A very slight misalignment but probably just enough to cause all the funkiness I've been observing. There is no double image in normal usage as I think my brain is working overtime to correctly resolve the image, but that extra work is what causes eye strain, eye fatigue, and headaches. So, I'm sending them in for warranty repair ore replacement.

I hope they just realign them as I love everything else (well almost everything else) about them. The image (BTW I finally realized just how incredibly better the image is than the Bushnells) is bright, contrasty, sharp, and overall excellent. There is some barrel distortion that is noticeable when panning the horizon, but I saw the same thing when looking through Leica 10x42's so it must be a factor of that size configuration.

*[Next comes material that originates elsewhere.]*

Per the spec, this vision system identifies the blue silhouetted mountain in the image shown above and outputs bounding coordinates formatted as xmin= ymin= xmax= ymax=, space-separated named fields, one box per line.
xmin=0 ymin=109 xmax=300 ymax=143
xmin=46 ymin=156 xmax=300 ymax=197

And yes, there was one more thing that really bugged me. These binos are supposed to have a close-focusing distance of 9.8 feet. I couldn't get a good focus on anything closer than 12 or 15 feet. since that was not a major factor in these I thought to just ignore it. Well, one night I was absentmindedly rotating the focus wheel back and forth stopping against the close focus side. I had noticed that on the far-focus end of the travel that the wheel stopped abruptly and very satisfyingly. But at the close focus side it just sort of tightened up until it wouldn't go any further. So I was pushing it back and forth, maybe a little stronger each time, when unexpectedly I heard a gaseous 'POP', very similar to opening a Coke can. Suddenly the wheel kept on rotating until it came to an abrupt and satisfying stop. And when I looked though lenses I had a perfectly focused image at about 6 1/2 feet. My immediate fear was that I just broke my binocular's seal and released all of the fogproofing nitrogen. The people at Birdforum reassured me that the binoculars are not pressurized. They are sealed, but at the same pressure as our atmosphere. They theorized that perhaps some extra lubricant was blocking a passage that the gas moved through as the focusing mechanism moved and when I pushed it too hard it cleared the passageway allowing the nitrogen gas to move freely inside the binocular and the focusing mechanism to also move its full distance. I certainly hope they are right.

I can test it and probably will before I send it back for the collimation alignment by taking a hot shower with my binos then tossing them into the freezer for a while to see if they fog up or have water droplets inside them. It seems extreme but if I'm sending them back anyway it won't really hurt if they do leak, in fact it'll save sending them back again on down the road if they fog up.